Hoje venho falar de ti, porque sinto a tua falta, porque não sei como estás...


Quando te vi pela primeira vez contemplei a tua perfeição, queria-te. Liguei para saber se estavas disponível, não me deram certezas. Fiquei contigo no pensamento de tal maneira que já não queria mais nenhum, só te queria a ti. Quando voltei a ligar disseram-me que te poderia ir buscar no dia. Saltei de alegria pela casa, sorrindo de felicidade. Olhei para ti pela primeira vez sem ser através de um computador. Estavas a dormir tão sossegadinho e eras tão pequenino. Vieste comigo para casa e assim que te deixei à vontade escondeste-te debaixo da lareira causando-me uma aflição dos diabos. Estavas com medo e tentavas arranhar-me com a tua patinha.De noite miavas muito. Não querias estar sozinho e então, no escuro da cozinha, sentei-me ao teu lado tapei-te e fiquei a fazer-te festinhas para que dormisses. Fizeste parte da minha vida durante dois a três meses, cresces-te. Eras brincalhão, mas tão fofinho. Já não arranhavas e às vezes até gostavas de estar no meu colo. Gostava de conversar contigo, como se entendesses o que eu dizia e compreendesses os problemas que me incomodavam. Chegou o dia em que tu, um ser perfeito e lindo aos meus olhos, tiveste de ir embora.
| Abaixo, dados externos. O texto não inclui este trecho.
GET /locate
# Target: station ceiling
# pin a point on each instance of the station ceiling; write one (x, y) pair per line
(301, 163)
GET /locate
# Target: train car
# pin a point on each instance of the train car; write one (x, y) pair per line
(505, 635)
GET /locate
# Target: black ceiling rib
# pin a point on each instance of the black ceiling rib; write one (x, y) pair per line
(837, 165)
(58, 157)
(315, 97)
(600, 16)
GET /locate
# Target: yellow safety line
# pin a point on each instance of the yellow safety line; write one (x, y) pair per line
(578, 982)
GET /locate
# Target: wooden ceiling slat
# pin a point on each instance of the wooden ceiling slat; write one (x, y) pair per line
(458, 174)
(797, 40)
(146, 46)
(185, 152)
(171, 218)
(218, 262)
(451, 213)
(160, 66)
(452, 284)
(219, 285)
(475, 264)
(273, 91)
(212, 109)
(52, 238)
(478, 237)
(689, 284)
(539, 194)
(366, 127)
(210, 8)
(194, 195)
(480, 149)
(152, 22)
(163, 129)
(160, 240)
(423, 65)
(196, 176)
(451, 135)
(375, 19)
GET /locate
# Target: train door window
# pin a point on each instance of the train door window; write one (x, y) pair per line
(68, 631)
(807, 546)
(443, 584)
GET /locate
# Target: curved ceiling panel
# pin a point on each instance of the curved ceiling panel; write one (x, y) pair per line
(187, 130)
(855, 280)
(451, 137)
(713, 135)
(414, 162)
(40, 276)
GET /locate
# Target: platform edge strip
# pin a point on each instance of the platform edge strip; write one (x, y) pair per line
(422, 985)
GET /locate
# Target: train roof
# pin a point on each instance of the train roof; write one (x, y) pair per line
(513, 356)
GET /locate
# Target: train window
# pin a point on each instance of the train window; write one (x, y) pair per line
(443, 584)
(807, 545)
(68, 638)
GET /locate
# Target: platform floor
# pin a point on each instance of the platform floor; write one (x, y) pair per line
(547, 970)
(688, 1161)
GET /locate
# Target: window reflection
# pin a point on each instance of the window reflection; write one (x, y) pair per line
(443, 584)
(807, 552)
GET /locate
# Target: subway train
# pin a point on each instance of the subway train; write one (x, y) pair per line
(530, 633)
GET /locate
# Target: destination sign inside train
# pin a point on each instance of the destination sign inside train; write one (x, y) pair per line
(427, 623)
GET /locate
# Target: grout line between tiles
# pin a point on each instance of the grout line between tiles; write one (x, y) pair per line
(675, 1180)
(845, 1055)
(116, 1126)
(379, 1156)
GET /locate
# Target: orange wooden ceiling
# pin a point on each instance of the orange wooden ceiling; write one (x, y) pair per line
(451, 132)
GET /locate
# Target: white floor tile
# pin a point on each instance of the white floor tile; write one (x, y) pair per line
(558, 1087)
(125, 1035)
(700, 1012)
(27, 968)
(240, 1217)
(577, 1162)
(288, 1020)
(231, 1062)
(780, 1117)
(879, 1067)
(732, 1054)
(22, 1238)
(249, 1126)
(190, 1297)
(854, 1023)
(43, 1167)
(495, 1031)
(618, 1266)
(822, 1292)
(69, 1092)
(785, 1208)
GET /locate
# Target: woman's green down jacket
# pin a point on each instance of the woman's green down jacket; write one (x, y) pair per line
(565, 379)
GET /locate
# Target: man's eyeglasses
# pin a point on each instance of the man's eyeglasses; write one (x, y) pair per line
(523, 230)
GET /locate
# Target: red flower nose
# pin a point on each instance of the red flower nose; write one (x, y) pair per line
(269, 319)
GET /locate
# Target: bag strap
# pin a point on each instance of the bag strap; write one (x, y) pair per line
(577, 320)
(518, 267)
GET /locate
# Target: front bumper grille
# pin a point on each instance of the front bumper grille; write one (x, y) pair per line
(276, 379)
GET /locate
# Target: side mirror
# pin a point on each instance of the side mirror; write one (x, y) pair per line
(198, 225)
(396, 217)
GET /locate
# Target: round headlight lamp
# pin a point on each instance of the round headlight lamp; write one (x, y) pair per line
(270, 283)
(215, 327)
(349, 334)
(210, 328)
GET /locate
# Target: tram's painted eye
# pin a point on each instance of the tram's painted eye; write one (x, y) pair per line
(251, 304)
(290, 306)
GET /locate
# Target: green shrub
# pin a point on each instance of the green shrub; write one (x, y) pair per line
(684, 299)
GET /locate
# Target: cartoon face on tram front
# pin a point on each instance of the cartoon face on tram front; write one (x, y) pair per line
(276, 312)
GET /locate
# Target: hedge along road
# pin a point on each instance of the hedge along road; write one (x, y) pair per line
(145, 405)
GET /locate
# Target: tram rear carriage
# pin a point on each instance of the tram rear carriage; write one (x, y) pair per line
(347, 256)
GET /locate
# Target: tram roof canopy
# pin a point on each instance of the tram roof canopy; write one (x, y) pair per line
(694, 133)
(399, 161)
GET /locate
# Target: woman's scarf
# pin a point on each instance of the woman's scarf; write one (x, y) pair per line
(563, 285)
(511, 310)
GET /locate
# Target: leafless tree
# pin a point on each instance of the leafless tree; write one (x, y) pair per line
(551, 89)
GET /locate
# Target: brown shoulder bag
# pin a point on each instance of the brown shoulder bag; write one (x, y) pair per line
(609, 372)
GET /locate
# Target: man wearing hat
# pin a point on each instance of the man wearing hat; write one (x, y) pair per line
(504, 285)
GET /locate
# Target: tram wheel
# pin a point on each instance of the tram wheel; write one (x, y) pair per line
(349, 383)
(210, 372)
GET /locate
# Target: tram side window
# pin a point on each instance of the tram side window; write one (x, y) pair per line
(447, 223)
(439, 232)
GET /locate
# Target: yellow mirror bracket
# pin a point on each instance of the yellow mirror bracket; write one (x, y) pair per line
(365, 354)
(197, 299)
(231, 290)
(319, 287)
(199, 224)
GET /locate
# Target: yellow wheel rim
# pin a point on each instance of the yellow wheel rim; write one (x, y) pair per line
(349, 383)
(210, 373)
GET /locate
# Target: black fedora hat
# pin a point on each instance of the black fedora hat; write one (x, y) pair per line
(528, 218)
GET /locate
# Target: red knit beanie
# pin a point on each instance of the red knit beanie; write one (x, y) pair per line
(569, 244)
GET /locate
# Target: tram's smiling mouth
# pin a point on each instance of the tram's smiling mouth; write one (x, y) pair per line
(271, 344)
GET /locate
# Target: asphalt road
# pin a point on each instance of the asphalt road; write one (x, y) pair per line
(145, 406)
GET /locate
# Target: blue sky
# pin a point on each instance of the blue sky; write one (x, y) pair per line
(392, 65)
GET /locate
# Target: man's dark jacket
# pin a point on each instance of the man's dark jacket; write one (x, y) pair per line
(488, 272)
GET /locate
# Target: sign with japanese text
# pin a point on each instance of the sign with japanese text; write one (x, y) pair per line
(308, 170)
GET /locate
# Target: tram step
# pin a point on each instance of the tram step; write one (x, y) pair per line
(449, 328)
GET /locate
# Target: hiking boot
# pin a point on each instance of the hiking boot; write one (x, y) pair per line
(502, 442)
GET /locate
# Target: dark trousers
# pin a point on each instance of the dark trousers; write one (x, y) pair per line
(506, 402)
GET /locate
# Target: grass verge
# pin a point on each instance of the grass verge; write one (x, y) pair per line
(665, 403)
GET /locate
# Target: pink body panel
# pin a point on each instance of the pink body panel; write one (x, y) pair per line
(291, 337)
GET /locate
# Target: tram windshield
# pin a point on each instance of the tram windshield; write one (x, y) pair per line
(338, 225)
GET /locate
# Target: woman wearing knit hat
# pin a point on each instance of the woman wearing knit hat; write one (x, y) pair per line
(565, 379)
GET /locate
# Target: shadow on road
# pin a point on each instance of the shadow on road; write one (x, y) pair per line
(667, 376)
Não porque eu não te queria, porque queria-te imenso. Foste e eu chorei meses a fio, não sabendo como estavas, se mais alguém te tinha querido, se tinhas ficado zangado comigo por não ter sido forte o suficiente para conseguir ficar contigo. Queria respostas a todas essas perguntas, queria saber se sentes tanto a minha falta como eu sinto a tua... Moony Mouse: sinto a tua falta!